Okey, soy contains phytoestrogens (estrogens from plants). phytoestrogens are not as potent as the most potent estrogen, estradiol. As we know men have fewer estrogen receptors than women… so higher levels of phytoestrogens compete with the female hormone (estrogen) for receptor sites (and) block its actions. Susan Kleiner, Ph.D, RD, author of Power Eating, notes that if you want to block estrogen, take moderate amounts of isoflavones. Sounds reasonable, what do you guys think? (Btw. I still won’t eat soy, I just wanted to bring this up)

Cy Wilson already wrote about this, check it out

These two villains bind readily to Estrogen Receptors. One such receptor is the Alpha receptor and the other, of course, is the Beta receptor. The Alpha receptor is the one generally associated with breast tumors, increased body fat, water retention, etc. The Beta receptor really isn’t something to worry about. Anyhow, genistein and daidzein can bind rather well to the Alpha receptor.

No big deal right? Well, it might actually be somewhat beneficial if they didn’t activate transcription to any significant degree, as this would be what’s considered an anti-estrogenic action. In other words, it would be good if the compound binded to the site and didn’t cause any growth, while preventing any naturally-produced estrogen from binding (the estrogen “parking spots” would already be filled). However, genistein does activate transcription to a significant degree after binding to the Alpha receptor and therefore will cause growth of tissues.(1,2,3)

It’s fairly clear that soy protein lowers testosterone levels. How does it affect estrogen and progesterone levels? You’d figure that genistein would at least reduce the activity of estrogen to some extent, since it binds at the same receptor site, right? Well, apparently not. It turns out that genistein does not inhibit the effects of estradiol and in fact has been demonstrated to exert an additive effect when combined with estradiol.(2,8)

This means that they don’t interfere with one another and can both exert the same negative effects at the same time, thus, packing a double punch. Furthermore, genistein may potentially increase estradiol levels as well. It’s thought that this may occur because genistein may deconjugate estrone in the gut and allow for it to reabsorb into the bloostream and convert to estradiol.(9)

It’s possible that it may also exert some progestational activity.(10) Even worse is that the estrogenic activity of these phytoestrogens may have been underestimated in the past, as there is evidence that they may be much more potent in vivo as opposed to in vitro [test tube] studies.(11) Oh, and while we’re still on the topic or hormones, soy protein has also been shown to decrease IGF-1 concentrations in male rats.(12) Oh, and I’d feel bad if I forgot to mention that it can lower T4 levels, too.(13)

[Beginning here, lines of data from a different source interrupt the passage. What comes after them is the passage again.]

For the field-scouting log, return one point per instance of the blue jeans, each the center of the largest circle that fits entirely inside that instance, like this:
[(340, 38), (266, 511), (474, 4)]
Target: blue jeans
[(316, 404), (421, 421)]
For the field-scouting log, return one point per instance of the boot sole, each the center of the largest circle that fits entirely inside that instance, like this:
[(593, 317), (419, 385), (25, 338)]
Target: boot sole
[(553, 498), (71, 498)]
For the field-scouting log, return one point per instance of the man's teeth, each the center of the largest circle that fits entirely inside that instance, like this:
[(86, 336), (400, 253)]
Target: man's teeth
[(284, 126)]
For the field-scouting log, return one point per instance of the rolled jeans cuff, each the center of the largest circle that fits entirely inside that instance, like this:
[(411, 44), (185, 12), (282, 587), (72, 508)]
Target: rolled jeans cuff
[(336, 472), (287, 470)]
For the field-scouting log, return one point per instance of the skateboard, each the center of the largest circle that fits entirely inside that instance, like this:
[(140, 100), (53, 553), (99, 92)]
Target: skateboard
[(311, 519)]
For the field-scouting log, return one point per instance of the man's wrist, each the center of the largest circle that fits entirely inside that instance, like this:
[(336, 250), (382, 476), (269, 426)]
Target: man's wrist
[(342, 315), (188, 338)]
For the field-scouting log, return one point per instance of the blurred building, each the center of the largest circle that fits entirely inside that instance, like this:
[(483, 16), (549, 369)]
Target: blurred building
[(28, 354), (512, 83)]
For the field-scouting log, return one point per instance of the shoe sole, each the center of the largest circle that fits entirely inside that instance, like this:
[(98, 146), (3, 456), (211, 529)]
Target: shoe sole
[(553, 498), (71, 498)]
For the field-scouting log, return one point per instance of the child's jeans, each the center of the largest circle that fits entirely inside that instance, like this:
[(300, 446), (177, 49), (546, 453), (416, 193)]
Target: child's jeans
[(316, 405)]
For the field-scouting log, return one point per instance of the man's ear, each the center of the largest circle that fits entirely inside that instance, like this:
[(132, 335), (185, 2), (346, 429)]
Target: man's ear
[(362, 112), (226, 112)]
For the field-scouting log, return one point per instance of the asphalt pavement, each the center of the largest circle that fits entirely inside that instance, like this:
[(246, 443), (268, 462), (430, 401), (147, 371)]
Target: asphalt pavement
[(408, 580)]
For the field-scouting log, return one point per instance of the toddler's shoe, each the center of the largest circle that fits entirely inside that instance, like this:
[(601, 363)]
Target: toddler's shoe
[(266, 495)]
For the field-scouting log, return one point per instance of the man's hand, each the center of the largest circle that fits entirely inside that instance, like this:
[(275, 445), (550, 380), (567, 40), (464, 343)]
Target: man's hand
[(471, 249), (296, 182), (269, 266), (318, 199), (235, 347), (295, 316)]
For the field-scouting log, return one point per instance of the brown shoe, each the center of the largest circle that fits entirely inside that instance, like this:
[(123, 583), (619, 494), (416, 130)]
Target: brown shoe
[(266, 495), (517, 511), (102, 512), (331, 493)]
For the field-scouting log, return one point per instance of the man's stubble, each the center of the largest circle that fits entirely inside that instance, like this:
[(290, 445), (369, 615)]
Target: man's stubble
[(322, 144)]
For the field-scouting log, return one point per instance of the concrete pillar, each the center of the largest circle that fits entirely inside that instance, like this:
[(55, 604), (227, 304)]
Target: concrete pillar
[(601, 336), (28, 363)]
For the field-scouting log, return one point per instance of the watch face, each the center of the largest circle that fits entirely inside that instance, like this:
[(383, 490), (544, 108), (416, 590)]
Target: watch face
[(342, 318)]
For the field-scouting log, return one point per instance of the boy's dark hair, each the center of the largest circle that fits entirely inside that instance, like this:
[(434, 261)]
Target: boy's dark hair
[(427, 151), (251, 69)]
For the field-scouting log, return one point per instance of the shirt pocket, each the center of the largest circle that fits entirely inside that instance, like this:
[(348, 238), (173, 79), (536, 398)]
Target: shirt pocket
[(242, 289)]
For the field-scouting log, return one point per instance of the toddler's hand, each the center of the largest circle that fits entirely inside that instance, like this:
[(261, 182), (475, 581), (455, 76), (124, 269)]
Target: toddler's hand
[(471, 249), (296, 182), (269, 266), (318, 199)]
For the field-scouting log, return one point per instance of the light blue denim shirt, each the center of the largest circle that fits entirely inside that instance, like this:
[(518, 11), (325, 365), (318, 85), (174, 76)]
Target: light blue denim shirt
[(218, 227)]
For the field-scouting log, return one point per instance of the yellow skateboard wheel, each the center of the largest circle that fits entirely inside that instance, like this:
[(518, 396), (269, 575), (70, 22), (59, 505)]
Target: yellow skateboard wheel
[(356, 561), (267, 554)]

I understand all the bad rap soy gets here at T-Mag, and I’m sure it deserves it. I’m always skeptical of things that get hyped in women’s mags, the same mags that are always harping about the food pyramind and how bad protein is (though I sense the tide beginning to turn on protein!).

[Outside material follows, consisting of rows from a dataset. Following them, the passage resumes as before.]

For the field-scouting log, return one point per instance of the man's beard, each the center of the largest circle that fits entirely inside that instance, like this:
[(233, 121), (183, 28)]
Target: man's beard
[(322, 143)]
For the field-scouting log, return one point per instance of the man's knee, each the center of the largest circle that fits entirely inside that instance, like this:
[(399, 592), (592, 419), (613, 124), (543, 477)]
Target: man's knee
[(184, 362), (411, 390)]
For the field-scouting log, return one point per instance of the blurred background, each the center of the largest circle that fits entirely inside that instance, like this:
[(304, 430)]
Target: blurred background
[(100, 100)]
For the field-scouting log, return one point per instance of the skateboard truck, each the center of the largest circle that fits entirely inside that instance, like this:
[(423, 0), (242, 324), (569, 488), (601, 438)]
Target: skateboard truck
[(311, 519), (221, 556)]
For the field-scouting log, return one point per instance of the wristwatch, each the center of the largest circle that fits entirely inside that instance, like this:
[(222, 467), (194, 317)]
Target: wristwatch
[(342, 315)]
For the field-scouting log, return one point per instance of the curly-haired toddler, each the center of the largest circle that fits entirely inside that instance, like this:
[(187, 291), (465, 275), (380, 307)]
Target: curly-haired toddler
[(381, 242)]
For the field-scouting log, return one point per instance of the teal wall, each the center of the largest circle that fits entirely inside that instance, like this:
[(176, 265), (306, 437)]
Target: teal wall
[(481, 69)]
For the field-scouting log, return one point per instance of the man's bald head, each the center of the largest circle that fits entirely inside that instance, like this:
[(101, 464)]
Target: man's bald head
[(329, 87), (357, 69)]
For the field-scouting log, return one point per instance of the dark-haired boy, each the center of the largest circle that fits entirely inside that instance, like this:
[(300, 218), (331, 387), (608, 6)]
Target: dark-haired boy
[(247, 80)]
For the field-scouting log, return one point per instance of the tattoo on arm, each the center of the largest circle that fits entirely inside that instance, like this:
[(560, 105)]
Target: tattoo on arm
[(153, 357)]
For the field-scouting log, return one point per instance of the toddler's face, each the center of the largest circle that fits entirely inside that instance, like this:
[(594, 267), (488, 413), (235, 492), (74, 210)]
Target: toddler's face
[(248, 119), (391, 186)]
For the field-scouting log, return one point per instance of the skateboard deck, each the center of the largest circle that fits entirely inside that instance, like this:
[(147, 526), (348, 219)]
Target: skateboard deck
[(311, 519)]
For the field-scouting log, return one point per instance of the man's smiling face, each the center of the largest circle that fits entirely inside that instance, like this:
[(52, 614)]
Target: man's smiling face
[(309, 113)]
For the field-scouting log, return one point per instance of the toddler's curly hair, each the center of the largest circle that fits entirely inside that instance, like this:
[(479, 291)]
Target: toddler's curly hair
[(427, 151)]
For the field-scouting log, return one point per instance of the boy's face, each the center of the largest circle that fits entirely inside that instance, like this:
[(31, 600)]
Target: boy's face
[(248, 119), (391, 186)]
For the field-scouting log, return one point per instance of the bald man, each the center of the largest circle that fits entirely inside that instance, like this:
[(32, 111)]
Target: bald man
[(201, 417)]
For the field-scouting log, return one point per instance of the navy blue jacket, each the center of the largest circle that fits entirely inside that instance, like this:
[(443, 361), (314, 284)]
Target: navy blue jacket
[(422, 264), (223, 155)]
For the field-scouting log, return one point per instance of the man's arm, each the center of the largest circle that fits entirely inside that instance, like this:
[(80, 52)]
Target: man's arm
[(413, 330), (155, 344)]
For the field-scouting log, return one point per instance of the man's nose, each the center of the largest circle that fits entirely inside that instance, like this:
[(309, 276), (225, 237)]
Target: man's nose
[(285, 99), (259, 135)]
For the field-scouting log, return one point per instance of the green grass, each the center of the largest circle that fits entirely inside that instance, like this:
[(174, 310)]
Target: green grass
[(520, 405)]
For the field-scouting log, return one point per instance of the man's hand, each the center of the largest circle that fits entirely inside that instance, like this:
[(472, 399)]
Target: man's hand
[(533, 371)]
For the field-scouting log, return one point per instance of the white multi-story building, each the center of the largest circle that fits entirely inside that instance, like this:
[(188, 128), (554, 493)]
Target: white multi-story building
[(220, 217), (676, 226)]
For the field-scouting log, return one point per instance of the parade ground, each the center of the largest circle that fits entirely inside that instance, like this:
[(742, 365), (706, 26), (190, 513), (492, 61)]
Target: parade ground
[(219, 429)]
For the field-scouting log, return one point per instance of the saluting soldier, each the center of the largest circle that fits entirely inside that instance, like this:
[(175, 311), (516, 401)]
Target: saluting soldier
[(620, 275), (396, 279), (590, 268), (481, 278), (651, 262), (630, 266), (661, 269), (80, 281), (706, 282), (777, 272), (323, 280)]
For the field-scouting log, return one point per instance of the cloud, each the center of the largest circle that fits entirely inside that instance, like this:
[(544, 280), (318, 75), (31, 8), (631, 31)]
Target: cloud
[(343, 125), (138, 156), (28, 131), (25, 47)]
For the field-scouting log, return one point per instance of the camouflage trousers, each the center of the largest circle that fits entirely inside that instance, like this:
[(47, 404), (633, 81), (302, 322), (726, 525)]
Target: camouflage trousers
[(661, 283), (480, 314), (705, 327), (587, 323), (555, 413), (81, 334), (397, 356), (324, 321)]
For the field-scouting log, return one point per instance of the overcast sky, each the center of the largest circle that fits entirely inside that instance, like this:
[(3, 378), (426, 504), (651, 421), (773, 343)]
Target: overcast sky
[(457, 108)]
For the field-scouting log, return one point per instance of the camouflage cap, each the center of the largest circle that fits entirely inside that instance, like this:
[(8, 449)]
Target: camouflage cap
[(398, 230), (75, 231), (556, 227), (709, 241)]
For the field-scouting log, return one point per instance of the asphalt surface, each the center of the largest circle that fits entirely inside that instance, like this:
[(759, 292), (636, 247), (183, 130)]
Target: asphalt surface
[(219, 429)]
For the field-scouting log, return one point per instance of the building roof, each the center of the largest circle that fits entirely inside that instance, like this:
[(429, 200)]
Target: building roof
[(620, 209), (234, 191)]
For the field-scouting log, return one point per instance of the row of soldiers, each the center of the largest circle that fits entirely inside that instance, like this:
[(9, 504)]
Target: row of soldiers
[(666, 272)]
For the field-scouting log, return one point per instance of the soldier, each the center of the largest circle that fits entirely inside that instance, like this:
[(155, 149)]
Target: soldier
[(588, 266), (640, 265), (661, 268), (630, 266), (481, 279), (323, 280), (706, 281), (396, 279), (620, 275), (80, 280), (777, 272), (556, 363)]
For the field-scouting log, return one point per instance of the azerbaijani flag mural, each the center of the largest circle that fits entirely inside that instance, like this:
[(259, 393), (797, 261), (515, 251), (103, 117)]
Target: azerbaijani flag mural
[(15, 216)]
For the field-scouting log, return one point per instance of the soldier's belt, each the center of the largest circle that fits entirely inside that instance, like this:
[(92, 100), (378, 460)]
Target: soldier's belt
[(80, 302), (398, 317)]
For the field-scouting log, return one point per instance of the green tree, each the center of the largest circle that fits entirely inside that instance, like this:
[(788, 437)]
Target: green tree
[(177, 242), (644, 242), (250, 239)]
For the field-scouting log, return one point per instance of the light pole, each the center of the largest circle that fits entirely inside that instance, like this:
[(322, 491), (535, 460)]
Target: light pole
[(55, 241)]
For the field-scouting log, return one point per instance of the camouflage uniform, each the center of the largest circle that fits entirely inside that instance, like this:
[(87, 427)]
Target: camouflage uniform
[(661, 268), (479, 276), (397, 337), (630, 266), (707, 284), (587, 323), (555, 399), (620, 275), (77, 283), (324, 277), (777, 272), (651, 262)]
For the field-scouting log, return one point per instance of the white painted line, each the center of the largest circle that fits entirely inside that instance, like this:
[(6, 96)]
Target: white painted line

These same mags are always saying how soy may help prevent breast cancer, citing the incidence of breast cancer in Asian women eating lots of soy. My question is this: if soy is so estrogenic, why are Asian women so tiny? They just don’t seem to have near the problem of being fat. They eat tons of fried foods too! The one thing they eat very little of, from what I understand, is refined flour.